Numerical Methods with Programming

x = 1:7;
y = [1 3 2 4 4 1 5];
s = spline(x, y);
disp(s.coefs)

t = linspace(min(x), max(x), 1000);
plot(t, ppval(s, t))

t = linspace(min(x), max(x), 1000);
plot(t, spline(x, y, t))

plot(t, spline(x, y, t), x, y, 'r*')

How else could we use the spline data? The formula (23.2.1) shows that \(S'(x_k) = C_k\text{,}\) which is the entry of the 3rd column of matrix s.coefs. Try s.coefs(:, 3)' and compare the values with the slope of the spline at the data points.

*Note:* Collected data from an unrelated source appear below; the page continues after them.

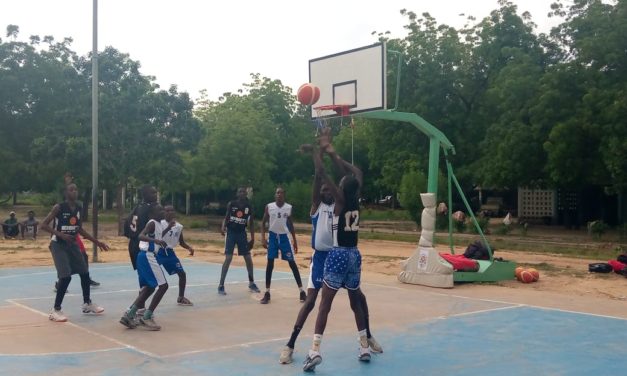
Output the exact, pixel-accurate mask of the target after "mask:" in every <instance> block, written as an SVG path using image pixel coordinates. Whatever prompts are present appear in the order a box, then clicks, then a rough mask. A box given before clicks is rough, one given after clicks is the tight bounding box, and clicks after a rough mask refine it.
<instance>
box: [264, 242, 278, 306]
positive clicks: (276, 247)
mask: <svg viewBox="0 0 627 376" xmlns="http://www.w3.org/2000/svg"><path fill="white" fill-rule="evenodd" d="M278 256H279V243H278V236H277V234H275V233H274V232H272V231H269V232H268V255H267V264H266V292H265V293H264V294H263V298H261V301H260V303H261V304H268V303H270V285H271V284H272V271H273V270H274V259H276V258H277V257H278Z"/></svg>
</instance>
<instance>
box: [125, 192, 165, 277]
mask: <svg viewBox="0 0 627 376" xmlns="http://www.w3.org/2000/svg"><path fill="white" fill-rule="evenodd" d="M140 192H141V195H142V202H141V203H140V204H139V205H137V206H136V207H135V209H133V211H132V212H131V214H130V215H129V216H128V218H127V219H126V222H125V223H124V236H126V237H127V238H128V239H129V240H128V255H129V257H130V259H131V265H133V270H137V263H136V260H137V254H138V253H139V234H140V233H141V232H142V230H143V229H144V227H146V223H148V221H150V207H151V206H153V205H155V204H156V203H157V189H156V188H155V187H154V186H152V185H149V184H146V185H144V186H142V187H141V189H140Z"/></svg>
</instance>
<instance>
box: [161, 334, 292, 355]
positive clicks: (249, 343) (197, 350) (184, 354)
mask: <svg viewBox="0 0 627 376" xmlns="http://www.w3.org/2000/svg"><path fill="white" fill-rule="evenodd" d="M288 339H290V337H282V338H270V339H264V340H260V341H252V342H245V343H238V344H235V345H228V346H218V347H210V348H208V349H200V350H192V351H184V352H180V353H174V354H169V355H164V356H162V358H163V359H166V358H175V357H179V356H186V355H194V354H201V353H207V352H214V351H222V350H229V349H235V348H238V347H249V346H254V345H262V344H264V343H270V342H277V341H285V340H288Z"/></svg>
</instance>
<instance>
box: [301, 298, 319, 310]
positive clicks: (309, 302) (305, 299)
mask: <svg viewBox="0 0 627 376" xmlns="http://www.w3.org/2000/svg"><path fill="white" fill-rule="evenodd" d="M315 306H316V298H315V297H310V296H309V295H307V299H305V303H303V309H304V310H305V312H307V313H309V312H311V311H313V309H314V307H315Z"/></svg>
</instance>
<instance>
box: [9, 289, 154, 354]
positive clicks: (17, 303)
mask: <svg viewBox="0 0 627 376" xmlns="http://www.w3.org/2000/svg"><path fill="white" fill-rule="evenodd" d="M7 301H8V302H10V303H13V304H15V305H16V306H18V307H21V308H24V309H25V310H27V311H30V312H33V313H36V314H38V315H40V316H43V317H46V318H48V314H47V313H45V312H42V311H38V310H36V309H33V308H31V307H29V306H26V305H24V304H20V303H18V302H16V301H13V300H11V299H9V300H7ZM59 325H69V326H71V327H74V328H76V329H79V330H82V331H84V332H86V333H87V334H91V335H93V336H96V337H100V338H103V339H106V340H107V341H111V342H113V343H115V344H117V345H119V346H121V347H124V348H127V349H130V350H133V351H136V352H138V353H140V354H143V355H145V356H147V357H150V358H154V359H159V358H160V357H159V356H157V355H155V354H153V353H151V352H148V351H144V350H140V349H138V348H137V347H135V346H132V345H129V344H128V343H124V342H122V341H119V340H117V339H115V338H111V337H108V336H105V335H104V334H100V333H98V332H94V331H93V330H89V329H87V328H84V327H82V326H80V325H76V324H74V323H72V322H69V321H68V322H64V323H59Z"/></svg>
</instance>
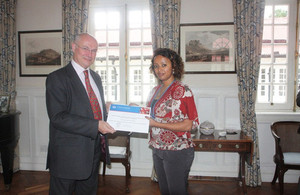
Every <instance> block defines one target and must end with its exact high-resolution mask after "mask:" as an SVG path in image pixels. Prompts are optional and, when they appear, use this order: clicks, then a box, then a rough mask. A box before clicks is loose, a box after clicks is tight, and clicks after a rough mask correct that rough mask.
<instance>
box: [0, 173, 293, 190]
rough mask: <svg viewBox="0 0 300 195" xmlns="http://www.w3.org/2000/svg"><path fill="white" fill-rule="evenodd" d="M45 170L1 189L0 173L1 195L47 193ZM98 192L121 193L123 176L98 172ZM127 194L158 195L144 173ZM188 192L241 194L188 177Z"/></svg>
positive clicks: (292, 189) (21, 175) (229, 188)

This is another approach to numerical differentiation, different from what we did in Chapter 12: given discrete data, fit a spline to it and differentiate the spline.

Looking at the coefficients, we can also find the critical points of a spline, answering the question raised at the end of Section 23.1. Indeed, we have \(A, B, C, D\) coefficients of a cubic polynomial, so its derivative is a quadratic polynomial with coefficients \(3A, 2B, C\text{.}\) We can find its roots with roots but one must be careful to check if a root indeed falls into the subinterval on which this polynomial is used.

x = 1:7;
y = [1 3 2 4 4 1 5];

s = spline(x, y);
critpts = [];
for k=1:numel(x)-1
    r = roots([3 2 1].*s.coefs(k, 1:3));
    for j = 1:numel(r)
        if isreal(r(j)) && r(j) >= 0 && r(j) <= x(k+1)-x(k)
            critpts = [critpts, x(k)+r(j)];
        end
    end
end
t = linspace(min(x), max(x), 1000);
plot(t, ppval(s, t), x, y, 'r+', critpts, ppval(s, critpts), 'k*')